In conclusion, the thermal management system of the investigated liquid-cooled battery pack, a fundamental building block of a larger battery energy storage system, demonstrates satisfactory adaptability to both high-temperature (45°C) and low-temperature (-20°C) extreme environments. The validated numerical model predicts that during operation in high heat, cell temperatures remain below critical limits, primarily due to the efficacy of the active liquid cooling. In extreme cold with no load, the pack’s inherent thermal inertia and insulation prevent the cells from falling below 0°C, though active heating would be required for operation.
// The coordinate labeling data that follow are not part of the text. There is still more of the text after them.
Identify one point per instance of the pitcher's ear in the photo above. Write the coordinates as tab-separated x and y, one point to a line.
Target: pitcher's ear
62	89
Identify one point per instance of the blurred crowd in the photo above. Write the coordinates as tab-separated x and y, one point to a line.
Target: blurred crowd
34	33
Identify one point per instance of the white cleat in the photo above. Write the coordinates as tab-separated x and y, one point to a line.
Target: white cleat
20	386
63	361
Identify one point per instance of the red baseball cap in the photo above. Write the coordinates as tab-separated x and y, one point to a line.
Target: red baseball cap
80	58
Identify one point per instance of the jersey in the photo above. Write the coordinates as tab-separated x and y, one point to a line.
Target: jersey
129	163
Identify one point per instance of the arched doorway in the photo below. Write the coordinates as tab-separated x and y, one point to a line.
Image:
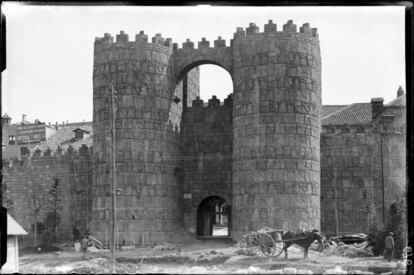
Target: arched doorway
213	218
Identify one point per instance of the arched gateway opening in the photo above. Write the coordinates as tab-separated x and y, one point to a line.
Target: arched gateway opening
213	218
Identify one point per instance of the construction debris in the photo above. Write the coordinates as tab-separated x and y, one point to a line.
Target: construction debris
165	246
348	250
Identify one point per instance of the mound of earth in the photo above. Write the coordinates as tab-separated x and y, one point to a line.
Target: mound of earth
42	248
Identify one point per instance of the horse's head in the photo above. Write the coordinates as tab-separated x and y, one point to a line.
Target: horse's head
316	236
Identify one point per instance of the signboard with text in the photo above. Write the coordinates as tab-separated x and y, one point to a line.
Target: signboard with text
31	133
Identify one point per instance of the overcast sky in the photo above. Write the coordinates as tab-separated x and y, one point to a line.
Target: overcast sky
50	50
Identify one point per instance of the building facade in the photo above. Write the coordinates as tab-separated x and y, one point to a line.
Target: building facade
269	155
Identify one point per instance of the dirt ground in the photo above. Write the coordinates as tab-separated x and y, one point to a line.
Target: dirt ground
202	257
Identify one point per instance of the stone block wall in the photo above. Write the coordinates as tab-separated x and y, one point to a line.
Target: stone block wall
207	155
148	123
276	128
35	175
367	181
351	162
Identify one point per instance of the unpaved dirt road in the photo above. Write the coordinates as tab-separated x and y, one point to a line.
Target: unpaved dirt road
199	257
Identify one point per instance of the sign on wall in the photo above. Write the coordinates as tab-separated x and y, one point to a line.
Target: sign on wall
31	133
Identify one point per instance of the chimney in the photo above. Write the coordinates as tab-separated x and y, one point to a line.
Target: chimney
400	92
377	104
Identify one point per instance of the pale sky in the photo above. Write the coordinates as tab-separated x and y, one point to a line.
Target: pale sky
50	50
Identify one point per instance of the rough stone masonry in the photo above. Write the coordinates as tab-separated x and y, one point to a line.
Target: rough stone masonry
274	173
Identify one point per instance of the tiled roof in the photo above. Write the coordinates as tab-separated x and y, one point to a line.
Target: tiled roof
354	114
398	102
65	136
329	109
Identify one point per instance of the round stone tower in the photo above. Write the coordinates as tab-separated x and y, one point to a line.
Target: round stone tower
147	139
276	128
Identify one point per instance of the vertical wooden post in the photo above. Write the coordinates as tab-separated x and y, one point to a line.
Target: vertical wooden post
113	177
336	202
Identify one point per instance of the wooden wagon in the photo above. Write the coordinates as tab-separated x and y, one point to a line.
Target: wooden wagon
266	242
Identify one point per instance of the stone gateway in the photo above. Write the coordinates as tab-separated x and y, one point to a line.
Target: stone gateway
258	152
269	155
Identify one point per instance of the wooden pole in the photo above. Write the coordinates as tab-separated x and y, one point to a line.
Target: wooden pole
383	184
113	176
336	203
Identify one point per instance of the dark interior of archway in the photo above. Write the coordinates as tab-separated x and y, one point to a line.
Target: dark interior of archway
213	218
204	80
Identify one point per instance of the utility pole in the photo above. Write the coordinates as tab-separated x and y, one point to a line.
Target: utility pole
382	181
113	177
336	202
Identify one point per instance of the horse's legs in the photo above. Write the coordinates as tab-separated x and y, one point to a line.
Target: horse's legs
305	253
285	247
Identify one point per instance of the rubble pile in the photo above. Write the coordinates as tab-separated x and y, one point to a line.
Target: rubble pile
348	250
165	246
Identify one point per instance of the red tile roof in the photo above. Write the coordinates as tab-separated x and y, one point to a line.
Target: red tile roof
329	109
65	136
398	102
353	114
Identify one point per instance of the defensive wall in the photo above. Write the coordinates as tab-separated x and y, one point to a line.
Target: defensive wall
207	155
261	150
275	124
29	179
363	170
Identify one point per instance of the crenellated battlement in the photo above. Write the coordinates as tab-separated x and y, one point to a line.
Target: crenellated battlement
69	151
213	102
140	38
252	29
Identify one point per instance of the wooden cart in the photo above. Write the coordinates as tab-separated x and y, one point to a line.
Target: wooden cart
266	242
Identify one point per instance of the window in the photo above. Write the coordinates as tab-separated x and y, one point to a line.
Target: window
12	140
24	151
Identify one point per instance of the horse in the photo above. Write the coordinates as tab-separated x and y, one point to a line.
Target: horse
304	239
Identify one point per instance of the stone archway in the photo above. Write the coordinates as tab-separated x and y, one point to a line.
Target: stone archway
213	217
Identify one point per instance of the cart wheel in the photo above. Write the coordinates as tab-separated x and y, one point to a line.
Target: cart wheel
278	248
242	243
263	244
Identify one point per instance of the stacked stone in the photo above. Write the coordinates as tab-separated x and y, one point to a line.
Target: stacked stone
34	175
277	102
207	152
147	138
These findings provide confidence in the deployment of such battery energy storage system technology across a wide climatic range. Moreover, the methodology presented—combining targeted experimentation with comprehensive simulation—offers a robust framework for the thermal design and evaluation of future battery energy storage systems, enabling the development of safer, longer-lasting, and more geographically versatile energy storage solutions.